# Emmitt is at the bridge



## 4rdogs (Dec 22, 2007)

Today our Emmitt AKA "POOKIE BAR" left for the Bridge

ARCHEX-Codokas Ring Master ,CD ,RE, RL1x2 ,RL2x2, RL3x1 ,RLVX, ATD
6/17/04 - 10/14/16


Emmitt was that “Perfect” boy that never did anything wrong
Godspeed Emmitt, Run Free Sweet boy, Run Free... cause now you can
We love & miss you so much!


----------



## Pilgrim123 (Jul 26, 2014)

Your Emmit sounds like he was the perfect boy. It must have been a lot of fun doing all those rally competitions with him. I'm sorry for your loss.


----------



## 3 goldens (Sep 30, 2005)

I am so sorry. We are still reeling from the passing of our Sophie Girl two days ago. So I know the pain you feel at this moment for the loss of your precious boy.


----------



## Brinkleythegolden (Jun 18, 2012)

I'm so very sorry.


----------



## CAROLINA MOM (May 12, 2009)

I'm so sorry for your loss of Emmitt, run free sweet boy.
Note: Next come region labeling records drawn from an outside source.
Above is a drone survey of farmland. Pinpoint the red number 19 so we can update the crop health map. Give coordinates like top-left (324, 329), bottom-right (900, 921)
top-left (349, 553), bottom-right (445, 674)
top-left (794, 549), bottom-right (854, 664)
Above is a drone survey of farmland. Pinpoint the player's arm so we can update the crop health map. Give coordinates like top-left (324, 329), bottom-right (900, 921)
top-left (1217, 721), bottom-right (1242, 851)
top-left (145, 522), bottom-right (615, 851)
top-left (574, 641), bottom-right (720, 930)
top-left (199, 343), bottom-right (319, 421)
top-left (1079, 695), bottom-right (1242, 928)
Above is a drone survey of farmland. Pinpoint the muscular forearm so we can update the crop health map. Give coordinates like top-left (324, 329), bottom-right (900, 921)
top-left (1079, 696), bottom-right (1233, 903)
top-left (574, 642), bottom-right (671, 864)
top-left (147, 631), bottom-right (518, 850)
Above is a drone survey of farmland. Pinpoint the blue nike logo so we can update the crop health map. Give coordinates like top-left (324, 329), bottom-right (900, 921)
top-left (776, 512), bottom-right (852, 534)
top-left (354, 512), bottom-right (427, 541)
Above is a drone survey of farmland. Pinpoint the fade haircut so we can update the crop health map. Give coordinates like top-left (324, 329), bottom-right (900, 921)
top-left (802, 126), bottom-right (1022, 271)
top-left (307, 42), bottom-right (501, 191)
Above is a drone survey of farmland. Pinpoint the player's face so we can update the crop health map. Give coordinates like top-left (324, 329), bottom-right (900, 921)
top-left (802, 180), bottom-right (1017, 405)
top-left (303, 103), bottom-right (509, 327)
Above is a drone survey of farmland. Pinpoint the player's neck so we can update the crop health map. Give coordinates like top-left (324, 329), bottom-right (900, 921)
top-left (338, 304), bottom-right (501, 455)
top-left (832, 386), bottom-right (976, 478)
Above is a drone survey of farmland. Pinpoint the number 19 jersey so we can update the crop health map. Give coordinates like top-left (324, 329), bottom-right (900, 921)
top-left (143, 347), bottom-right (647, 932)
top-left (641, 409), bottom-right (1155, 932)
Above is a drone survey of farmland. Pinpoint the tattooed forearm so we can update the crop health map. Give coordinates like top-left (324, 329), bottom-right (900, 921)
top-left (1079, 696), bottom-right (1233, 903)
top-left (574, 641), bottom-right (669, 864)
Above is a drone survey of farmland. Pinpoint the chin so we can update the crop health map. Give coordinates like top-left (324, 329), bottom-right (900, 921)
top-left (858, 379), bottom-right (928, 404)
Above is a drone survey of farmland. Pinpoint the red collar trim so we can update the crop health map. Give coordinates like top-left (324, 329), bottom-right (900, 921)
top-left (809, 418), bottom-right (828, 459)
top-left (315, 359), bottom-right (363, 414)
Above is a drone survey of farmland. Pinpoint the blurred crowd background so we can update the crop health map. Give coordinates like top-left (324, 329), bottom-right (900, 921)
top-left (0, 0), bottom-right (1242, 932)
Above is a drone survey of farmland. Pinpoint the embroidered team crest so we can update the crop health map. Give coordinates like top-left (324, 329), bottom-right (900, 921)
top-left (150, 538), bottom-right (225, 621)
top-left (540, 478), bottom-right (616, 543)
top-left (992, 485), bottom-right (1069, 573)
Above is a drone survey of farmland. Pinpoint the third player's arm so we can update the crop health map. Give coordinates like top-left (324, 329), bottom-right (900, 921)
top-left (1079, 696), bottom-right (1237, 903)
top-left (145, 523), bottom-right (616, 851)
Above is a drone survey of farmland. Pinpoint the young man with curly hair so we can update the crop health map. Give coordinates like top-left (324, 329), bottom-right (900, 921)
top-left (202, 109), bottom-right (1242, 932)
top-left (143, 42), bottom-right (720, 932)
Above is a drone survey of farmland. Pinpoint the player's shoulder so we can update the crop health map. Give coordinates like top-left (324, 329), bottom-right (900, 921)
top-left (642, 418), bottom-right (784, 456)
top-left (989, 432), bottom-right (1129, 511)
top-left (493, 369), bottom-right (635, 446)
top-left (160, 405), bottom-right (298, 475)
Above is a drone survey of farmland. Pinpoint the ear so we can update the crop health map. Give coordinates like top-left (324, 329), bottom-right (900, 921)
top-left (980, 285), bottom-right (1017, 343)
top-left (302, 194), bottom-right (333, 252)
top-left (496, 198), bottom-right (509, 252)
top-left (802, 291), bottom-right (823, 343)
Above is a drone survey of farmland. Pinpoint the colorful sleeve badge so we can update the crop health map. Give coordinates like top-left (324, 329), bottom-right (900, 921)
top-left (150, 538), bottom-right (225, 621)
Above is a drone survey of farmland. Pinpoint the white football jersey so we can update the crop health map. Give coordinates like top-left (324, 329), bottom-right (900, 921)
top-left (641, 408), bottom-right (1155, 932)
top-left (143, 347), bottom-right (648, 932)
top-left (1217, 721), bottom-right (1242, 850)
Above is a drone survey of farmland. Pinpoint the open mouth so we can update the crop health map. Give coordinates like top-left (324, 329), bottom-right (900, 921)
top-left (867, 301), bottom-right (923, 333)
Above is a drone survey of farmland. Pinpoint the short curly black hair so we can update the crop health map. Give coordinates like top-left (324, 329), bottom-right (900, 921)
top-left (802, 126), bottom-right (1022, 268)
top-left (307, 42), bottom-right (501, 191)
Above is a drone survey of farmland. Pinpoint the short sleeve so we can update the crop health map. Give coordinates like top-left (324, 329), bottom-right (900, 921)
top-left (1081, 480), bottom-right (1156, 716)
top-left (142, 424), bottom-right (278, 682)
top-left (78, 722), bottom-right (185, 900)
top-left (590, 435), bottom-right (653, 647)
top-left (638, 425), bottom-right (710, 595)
I've added Emmitt to the list of Goldens that have gone to the Rainbow Bridge. 

My thoughts are with you.


----------



## murphy1 (Jun 21, 2012)

sorry for your loss....


----------



## 4goldengirls (Jun 10, 2014)

So sorry for your loss. I know what it's like to lose that special, perfect dog.


----------



## sophieanne (Feb 4, 2014)

I am so sorry for the loss of your wonderful Emmitt. I hope the wonderful memories you have will help you through this difficult time.


----------



## swishywagga (Nov 13, 2012)

I am so very sorry for the loss of your precious Emmitt.


----------



## 4rdogs (Dec 22, 2007)

My candle has been lit for Sophie ..


----------



## Yaichi's Mom (Jul 21, 2012)

My thoughts and heart are with you....I am so, so sorry for the loss of your beloved boy.


----------